As far as little known Venice attractions go Venice's parks have to
be right up there near the top of the list.
Greenery and nature tends to be largely absent from Venice, at least on first glance.
Take a closer look and you'll find, hidden away in secret corners, some really lovely parks and gardens.
Make time for a little peace and quiet away from the maddening crowds in these green havens, loved by Venetians for centuries.
They are listed from the ones I like best to those I like least
(I still like them though).
Napoleon got this park off the ground when he wanted a view of some greenery from his office. Perhaps he wanted something to remind him of the great parks of Paris and the style is definitely French.

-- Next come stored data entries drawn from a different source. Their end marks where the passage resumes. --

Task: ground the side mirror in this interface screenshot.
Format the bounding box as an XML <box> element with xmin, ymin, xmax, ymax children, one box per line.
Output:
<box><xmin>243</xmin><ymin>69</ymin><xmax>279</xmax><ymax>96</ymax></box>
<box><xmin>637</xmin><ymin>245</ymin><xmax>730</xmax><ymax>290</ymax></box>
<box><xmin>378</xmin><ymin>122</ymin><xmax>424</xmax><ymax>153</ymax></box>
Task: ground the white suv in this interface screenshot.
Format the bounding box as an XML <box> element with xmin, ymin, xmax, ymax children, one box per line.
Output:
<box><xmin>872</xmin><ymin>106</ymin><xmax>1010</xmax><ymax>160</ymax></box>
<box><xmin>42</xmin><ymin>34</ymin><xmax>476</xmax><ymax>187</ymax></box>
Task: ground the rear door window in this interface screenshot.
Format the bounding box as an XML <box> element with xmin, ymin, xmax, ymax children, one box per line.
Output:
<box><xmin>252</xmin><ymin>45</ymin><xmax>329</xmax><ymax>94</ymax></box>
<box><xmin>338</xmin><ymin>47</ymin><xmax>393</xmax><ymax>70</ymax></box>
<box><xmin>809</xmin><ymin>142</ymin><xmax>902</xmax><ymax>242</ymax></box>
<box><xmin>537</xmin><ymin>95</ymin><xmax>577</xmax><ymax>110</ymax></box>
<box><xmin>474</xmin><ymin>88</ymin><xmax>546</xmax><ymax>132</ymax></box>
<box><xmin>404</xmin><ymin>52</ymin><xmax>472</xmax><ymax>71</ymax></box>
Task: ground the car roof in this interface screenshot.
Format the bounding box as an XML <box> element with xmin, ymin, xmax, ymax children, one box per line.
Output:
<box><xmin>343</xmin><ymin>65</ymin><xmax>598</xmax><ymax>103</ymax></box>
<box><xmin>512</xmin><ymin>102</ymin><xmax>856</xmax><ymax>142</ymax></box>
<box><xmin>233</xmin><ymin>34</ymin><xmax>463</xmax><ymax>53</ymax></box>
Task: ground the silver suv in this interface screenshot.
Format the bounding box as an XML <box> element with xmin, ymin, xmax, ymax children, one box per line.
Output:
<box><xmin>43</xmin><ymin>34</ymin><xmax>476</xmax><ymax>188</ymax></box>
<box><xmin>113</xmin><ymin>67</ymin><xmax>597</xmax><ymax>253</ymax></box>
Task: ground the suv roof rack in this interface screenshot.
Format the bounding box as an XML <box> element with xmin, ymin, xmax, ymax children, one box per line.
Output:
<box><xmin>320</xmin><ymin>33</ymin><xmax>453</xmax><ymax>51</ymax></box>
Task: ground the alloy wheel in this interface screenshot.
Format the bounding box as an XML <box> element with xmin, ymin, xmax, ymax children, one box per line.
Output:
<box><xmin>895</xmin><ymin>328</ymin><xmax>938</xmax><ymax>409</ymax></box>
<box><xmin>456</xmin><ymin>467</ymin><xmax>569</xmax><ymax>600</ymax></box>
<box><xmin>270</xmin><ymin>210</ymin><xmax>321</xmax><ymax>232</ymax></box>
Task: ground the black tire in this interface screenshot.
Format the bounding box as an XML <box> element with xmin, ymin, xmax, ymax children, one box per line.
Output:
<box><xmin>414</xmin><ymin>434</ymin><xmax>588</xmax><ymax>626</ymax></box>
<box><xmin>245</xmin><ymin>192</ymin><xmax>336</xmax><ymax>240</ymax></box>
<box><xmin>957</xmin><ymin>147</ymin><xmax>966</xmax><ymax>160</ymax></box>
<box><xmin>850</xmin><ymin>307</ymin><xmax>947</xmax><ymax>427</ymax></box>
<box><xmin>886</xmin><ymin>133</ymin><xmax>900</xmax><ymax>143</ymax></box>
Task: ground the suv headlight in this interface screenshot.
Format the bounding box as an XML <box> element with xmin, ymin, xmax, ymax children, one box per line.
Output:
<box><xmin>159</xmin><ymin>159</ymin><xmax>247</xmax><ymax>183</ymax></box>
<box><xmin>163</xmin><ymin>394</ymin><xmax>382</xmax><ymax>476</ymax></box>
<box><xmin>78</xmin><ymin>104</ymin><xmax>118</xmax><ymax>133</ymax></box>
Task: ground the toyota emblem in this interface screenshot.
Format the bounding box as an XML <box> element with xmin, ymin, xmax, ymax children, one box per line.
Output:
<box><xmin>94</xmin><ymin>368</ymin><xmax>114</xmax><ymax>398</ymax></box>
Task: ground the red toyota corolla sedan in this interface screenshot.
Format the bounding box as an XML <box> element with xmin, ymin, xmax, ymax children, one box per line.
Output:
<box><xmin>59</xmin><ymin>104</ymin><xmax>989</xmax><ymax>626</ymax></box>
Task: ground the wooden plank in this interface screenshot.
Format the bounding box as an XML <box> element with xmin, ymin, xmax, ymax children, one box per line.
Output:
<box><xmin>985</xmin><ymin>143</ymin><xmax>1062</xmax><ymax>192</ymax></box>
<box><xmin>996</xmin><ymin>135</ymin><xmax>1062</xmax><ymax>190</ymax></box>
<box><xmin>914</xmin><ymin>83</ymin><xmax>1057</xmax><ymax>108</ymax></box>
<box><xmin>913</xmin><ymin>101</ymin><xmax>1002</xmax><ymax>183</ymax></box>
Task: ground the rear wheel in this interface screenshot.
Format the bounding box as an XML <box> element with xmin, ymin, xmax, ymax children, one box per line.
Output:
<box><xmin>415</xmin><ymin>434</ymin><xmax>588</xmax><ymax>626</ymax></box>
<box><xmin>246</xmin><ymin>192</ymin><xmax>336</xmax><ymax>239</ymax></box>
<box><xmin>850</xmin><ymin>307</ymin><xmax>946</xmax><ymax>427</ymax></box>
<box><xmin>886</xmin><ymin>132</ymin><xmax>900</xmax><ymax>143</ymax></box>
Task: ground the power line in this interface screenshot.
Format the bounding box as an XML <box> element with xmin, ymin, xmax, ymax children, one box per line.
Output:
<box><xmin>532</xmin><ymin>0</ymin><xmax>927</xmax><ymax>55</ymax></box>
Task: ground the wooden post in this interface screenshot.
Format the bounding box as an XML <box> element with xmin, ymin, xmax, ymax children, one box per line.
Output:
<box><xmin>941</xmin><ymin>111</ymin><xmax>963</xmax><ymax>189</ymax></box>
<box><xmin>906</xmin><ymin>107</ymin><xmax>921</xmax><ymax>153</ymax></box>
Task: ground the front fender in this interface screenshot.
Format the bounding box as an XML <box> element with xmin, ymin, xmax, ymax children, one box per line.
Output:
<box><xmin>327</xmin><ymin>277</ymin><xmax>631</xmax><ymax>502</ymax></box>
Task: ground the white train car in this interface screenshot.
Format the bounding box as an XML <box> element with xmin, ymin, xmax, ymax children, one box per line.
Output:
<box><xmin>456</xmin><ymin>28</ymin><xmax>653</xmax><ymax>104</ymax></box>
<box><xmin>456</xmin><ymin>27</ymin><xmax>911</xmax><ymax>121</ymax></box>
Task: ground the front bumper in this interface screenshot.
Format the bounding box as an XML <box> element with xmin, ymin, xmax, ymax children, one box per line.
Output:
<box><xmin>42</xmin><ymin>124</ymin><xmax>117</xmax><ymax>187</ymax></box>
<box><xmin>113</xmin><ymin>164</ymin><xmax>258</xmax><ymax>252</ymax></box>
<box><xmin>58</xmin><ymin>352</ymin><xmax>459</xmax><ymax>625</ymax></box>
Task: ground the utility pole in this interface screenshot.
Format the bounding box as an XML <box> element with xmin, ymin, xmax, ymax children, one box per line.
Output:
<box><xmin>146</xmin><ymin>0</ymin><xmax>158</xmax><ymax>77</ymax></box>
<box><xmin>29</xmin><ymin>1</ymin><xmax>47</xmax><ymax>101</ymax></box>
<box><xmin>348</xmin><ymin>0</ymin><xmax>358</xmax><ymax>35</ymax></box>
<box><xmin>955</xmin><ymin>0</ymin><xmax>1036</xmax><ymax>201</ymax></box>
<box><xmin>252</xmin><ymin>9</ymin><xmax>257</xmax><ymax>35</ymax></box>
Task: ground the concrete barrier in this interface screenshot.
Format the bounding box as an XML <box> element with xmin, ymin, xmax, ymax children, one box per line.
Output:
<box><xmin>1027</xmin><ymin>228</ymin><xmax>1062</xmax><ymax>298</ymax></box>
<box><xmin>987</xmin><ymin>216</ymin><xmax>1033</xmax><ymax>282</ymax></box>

The park is just a short walk away from St Marks square. From the square walk down towards the water. Once you reach the water turn right and it is just near the Piazza San Marco vaporetto stop. The photo above was taken in the park.
The place where Venetian families come on the weekend to picnic. On summer weekends it is full of families enjoying a day out, kids playing ball games and young, and not so young, lovers strolling arm in arm.
Originally created as a garden to remember soldiers who fell in the Second World War, the park still hosts commemorative events of those times.
Getting to the park requires a fairly long walk from St Marks square along the Riva degli Schiavoni. The walk should take about an hour but it is a very pleasant walk along the canal, a great way to pass the time and a chance to see some Venice Italy attractions that you might otherwise miss.
I wasn’t sure whether to put this park second or even first. In the end I settled for third place only because it is not very big and is more a garden than a park. Situated at the top of the Castello district this is the perfect place to find a moment of peace and in that respect it beats all the others easily: in all the many times I've visited, even in July, I've never seen another soul around.
The gardens are the cloister gardens of the San Francesco della Vigna church – itself one of the most impressive works by the great architect Palladio.
Situated in Dorsoduro, the Campo Santa Margherita is a pleasant place. Often full of students from the nearby university the park has a vibrant and colorful atmosphere.
The hustle and bustle of a morning at the park’s fresh produce market can be followed by an afternoon relaxing, eating ice cream or having lunch at one of the good restaurants in the Dorsoduro district on the edge of the park. The restaurants around here are often reasonably priced compared to the other more touristy parts of Venice.